# A few new ones



## Optimo1986 (Dec 5, 2014)

Here are a few bottles I picked up a couple months back.
Vernors
White Star 
Wolverine


----------



## Optimo1986 (Dec 5, 2014)

2 A. Wegener & Son with back of White Star bottle.


----------



## RCO (Dec 6, 2014)

the whitestar and wolverine and both nice art deco style bottles from that period .


----------



## hemihampton (Dec 6, 2014)

I like the Wegeners, Where'd you get those? Probably 5+ different variations of those. LEON.


----------



## Robby Raccoon (Dec 6, 2014)

Didn't Leon just get a Wegener today? [:-]
Pretty cool stuff.


----------



## hemihampton (Dec 6, 2014)

Spirit Bear said:
			
		

> Didn't Leon just get a Wegener today? [:-]
> Pretty cool stuff.



Actually I got it last Sunday after a recent Privy dig.
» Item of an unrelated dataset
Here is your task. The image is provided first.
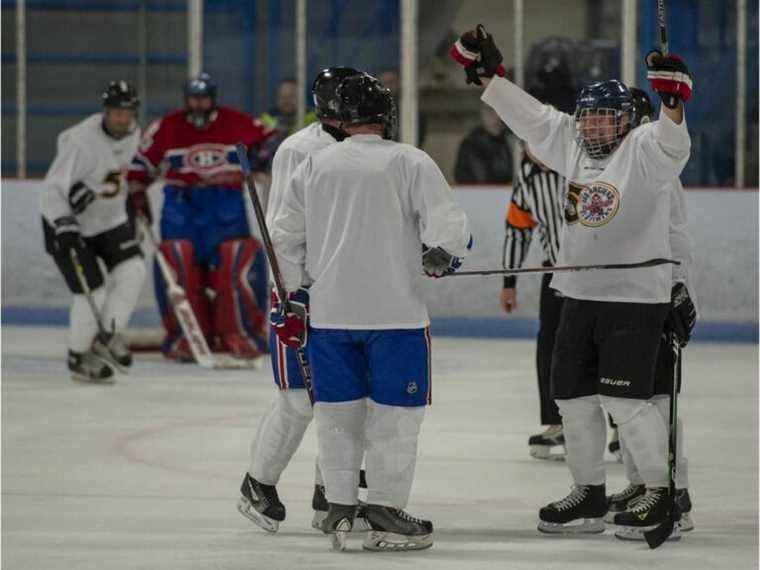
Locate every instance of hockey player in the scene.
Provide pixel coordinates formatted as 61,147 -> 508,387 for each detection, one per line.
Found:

LEON.


----------



## Robby Raccoon (Dec 6, 2014)

I should have rephrased that. My apologies.... Should have been, "Didn't Leon just post a Wegener bottle today as well?"
Your digs do a lot better than mine. All I have found lately is half of a Minute Maid bottle-- or something like that-- from 1948.


----------



## sunrunner (Dec 7, 2014)

That is a nice Vernors I've not seen one like that before.


----------



## Optimo1986 (Dec 8, 2014)

I got them from an antique store nearby. I see quite a few detroit hutch/blob top type bottles at antique stores but they usually want $30 or so. These were reasonably priced so I figured why not.


----------



## hemihampton (Dec 8, 2014)

I dont see to many Blob top or Hutch bottles at Antique stores. I usually see much more common crown top bottles from the 1950's-70's overpriced. LEON.


----------



## Robby Raccoon (Dec 12, 2014)

http://www.ebay.com/itm/1880S-DETROIT-MICHIGAN-BLOB-TOP-SODA-BOTTLE-A-WEGENER-9-95-NO-RESERVE-/121506958766?pt=LH_DefaultDomain_0&hash=item1c4a610dae
Another A Wegener?


----------



## iggyworf (Dec 12, 2014)

Nice bottles. I have that vernors one. Coool.


----------